My brother is the best cook in the family, hands-down. Up until last year, he was a chef at a Thai restaurant. It was an accident, his becoming a chef. He meant to just make some money in college, but then after he graduated with a history degree, his cooking experience was still the most valuable thing on his resume. Sometimes you get into something and then just keep doing it because you don't have many other options. Momentum is a powerful force. He makes a mean kimchee, and can tell you the right way to get crispy oven-baked fries.
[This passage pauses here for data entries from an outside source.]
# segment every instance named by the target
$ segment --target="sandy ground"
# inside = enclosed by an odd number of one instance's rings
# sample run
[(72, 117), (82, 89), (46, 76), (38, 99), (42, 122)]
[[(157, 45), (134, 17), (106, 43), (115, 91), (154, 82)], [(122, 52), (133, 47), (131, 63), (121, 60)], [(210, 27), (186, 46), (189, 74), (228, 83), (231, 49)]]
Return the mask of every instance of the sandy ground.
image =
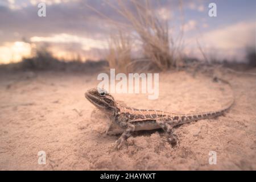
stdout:
[[(172, 148), (161, 130), (137, 134), (119, 151), (118, 136), (102, 133), (108, 122), (84, 97), (97, 75), (45, 72), (3, 74), (0, 80), (1, 170), (256, 169), (256, 77), (226, 75), (235, 105), (224, 116), (178, 127)], [(184, 72), (159, 76), (159, 97), (114, 94), (141, 109), (177, 113), (221, 109), (231, 91), (203, 75)], [(38, 164), (38, 152), (46, 164)], [(217, 164), (208, 163), (210, 151)]]

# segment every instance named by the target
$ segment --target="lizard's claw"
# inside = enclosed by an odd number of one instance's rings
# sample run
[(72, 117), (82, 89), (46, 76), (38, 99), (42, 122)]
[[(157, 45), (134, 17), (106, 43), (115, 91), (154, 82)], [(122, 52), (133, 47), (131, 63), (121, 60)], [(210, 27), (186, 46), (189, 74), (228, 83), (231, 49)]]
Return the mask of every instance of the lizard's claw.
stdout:
[(115, 141), (115, 148), (119, 150), (123, 145), (125, 142), (125, 139), (123, 138), (119, 138), (117, 140)]
[(173, 134), (168, 138), (168, 141), (174, 147), (177, 144), (177, 136)]

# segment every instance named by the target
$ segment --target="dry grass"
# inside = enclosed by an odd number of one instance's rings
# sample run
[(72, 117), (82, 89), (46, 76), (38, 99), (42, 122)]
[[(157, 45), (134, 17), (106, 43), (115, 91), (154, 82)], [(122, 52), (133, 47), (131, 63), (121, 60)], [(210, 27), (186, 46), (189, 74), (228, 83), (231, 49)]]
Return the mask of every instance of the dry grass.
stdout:
[(110, 67), (125, 70), (125, 72), (127, 72), (127, 67), (134, 71), (134, 68), (138, 70), (139, 67), (141, 71), (145, 68), (154, 68), (164, 71), (179, 65), (179, 62), (182, 61), (179, 55), (183, 43), (183, 30), (178, 39), (174, 40), (167, 20), (159, 18), (149, 1), (131, 0), (132, 7), (129, 6), (130, 8), (123, 1), (118, 0), (117, 5), (114, 5), (111, 1), (105, 2), (126, 20), (126, 24), (106, 18), (94, 8), (88, 6), (113, 23), (118, 30), (122, 30), (122, 32), (127, 29), (135, 32), (133, 37), (128, 38), (140, 41), (144, 56), (143, 59), (131, 60), (131, 47), (129, 44), (131, 41), (126, 39), (127, 37), (122, 36), (123, 33), (121, 33), (118, 38), (113, 36), (111, 38), (110, 53), (107, 57)]
[(109, 3), (125, 18), (136, 31), (142, 42), (144, 55), (160, 71), (177, 66), (174, 54), (174, 42), (167, 21), (160, 20), (152, 10), (148, 1), (131, 2), (135, 13), (129, 9), (122, 1), (118, 1), (118, 7)]

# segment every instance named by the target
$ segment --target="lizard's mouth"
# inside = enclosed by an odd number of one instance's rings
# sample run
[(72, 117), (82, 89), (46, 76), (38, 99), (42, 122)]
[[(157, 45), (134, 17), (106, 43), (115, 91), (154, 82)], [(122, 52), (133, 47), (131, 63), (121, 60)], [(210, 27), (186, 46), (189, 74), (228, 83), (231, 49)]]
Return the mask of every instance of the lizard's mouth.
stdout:
[(89, 101), (98, 108), (105, 108), (108, 105), (102, 98), (96, 97), (89, 92), (86, 92), (85, 96)]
My sister cooks the same few recipes every single week. Partially, this is because she's a picky eater, plus she won't do red meat, plus she's gluten-intolerant. She makes a lot of mashed potatoes. Also potato soup, using the recipe my grandma used to make. My grandma taught my sister to make potato soup, and I think even now my sister makes it as a way of keeping her alive, sort of. There's something comforting about the warmth and the carbs, and the floating, glistening butter. I think my sister's food habits are monotonous, but she likes it that way. Me, I'd be bored sick.

I like trying new things, but as I get older I veer more toward my dad's penchant for convenience. Time is limited, creative energy is limited, my family's palates are limited. I'm always trying to figure out how to get more vegetables into my toddler, while sticking to a small budget, while keeping my meal preparation time under 20 minutes. These days I'm a huge fan of the crockpot.

Before I had kids, I used to just eat cereal for dinner on some days, or go back to my beans-and-corn-on-tortilla streak. When I'm alone, I prefer to just take the quickest possible route to feeling full. No one that I have ever met really likes to cook for just one.